Our GeoAI approach to Geodemographic classification consists of four consecutive steps: **Spatial Graph Construction**, **Geo-saptially Embedding Generation**, **Canonical-correlation Analysis-based Embedding generation** and **K-Mean clustering**. This notebook is deonstrating the step of **Canonical-correlation Analysis-based Embedding generation** and **K-Mean clustering**. The steps of **Spatial Graph Construction** and **Geo-saptially Embedding Generation** can be found in file *Step1-GeoAIGeodemographicClassification.ipynb* and *Step2-GeoAIGeodemographicClassification.ipynb*

**Step 3 and 4**: CorrNet is a machine learning approach for learning common representations from heterogeneous sources of data (i.e., multimodal data). Its architecture is similar to a conventional single-view deep autoencoder but including one encoder-decoder pair for each modality of data. We create a joint representation that maximises the correlation between geographic location (the graph-based embedding produced by GraghSAGE) and census data attributes. 

In [None]:
import warnings
warnings.filterwarnings('ignore')

import pandas as pd
import numpy as np
from keras.layers import Embedding, Input, LSTM, RepeatVector, Dense, Dropout,concatenate,Conv2D,UpSampling2D,MaxPooling2D,BatchNormalization,Activation,Add,GlobalMaxPool2D
from keras.models import Model
import keras.backend as K
from keras.engine.topology import Layer, InputSpec

Build a canonical-correlation analysis-based loss layer

In [None]:
class CorrnetCost(Layer):
    def __init__(self,lamda, **kwargs):
        super(CorrnetCost, self).__init__(**kwargs)
        self.lamda = lamda

    def cor(self,y1, y2, lamda):
        y1_mean = K.mean(y1, axis=0)
        y1_centered = y1 - y1_mean
        y2_mean = K.mean(y2, axis=0)
        y2_centered = y2 - y2_mean
        corr_nr = K.sum(y1_centered * y2_centered, axis=0)
        corr_dr1 = K.sqrt(K.sum(y1_centered * y1_centered, axis=0) + 1e-8)
        corr_dr2 = K.sqrt(K.sum(y2_centered * y2_centered, axis=0) + 1e-8)
        corr_dr = corr_dr1 * corr_dr2
        corr = corr_nr / corr_dr
        return K.sum(corr) * lamda

    def call(self ,x ,mask=None):
        h1=x[0]
        h2=x[1]

        corr = self.cor(h1,h2,self.lamda)

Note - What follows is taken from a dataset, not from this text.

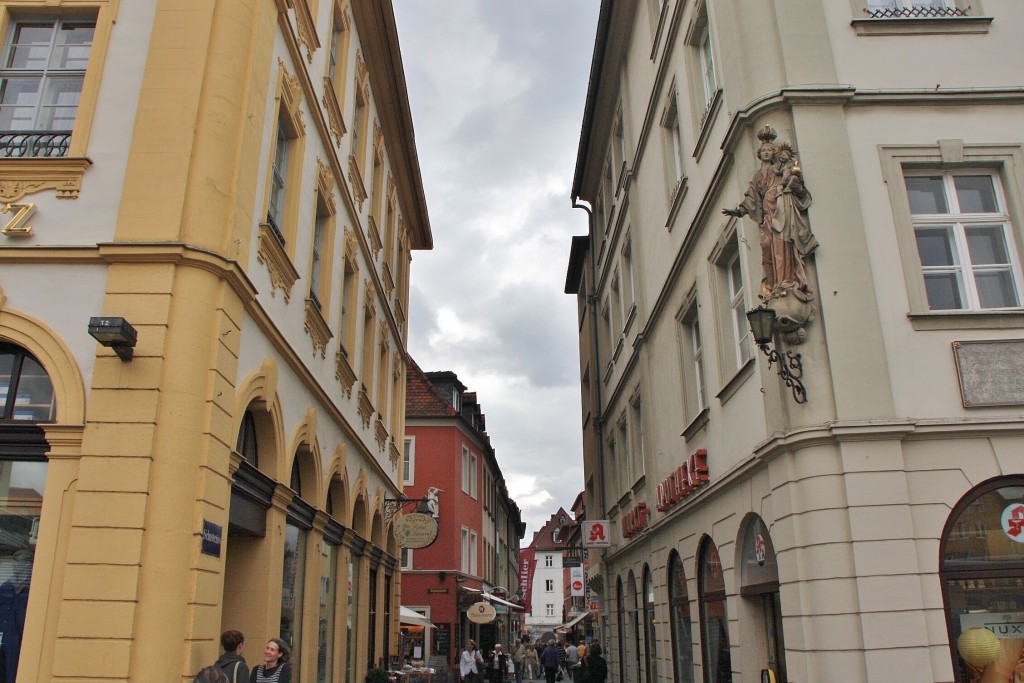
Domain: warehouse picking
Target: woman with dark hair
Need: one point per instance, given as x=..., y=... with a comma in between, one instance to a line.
x=274, y=668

        #self.add_loss(corr,x)
        #we output junk but be sure to use it for the loss to be added
        return corr

    def get_output_shape_for(self, input_shape):
        #print input_shape[0][0]
        return (input_shape[0][0],input_shape[0][1])
    
#ZeroPadding layer is for CorrNet resconstruct from single modality 
class ZeroPadding(Layer):
    def __init__(self, **kwargs):
        super(ZeroPadding, self).__init__(**kwargs)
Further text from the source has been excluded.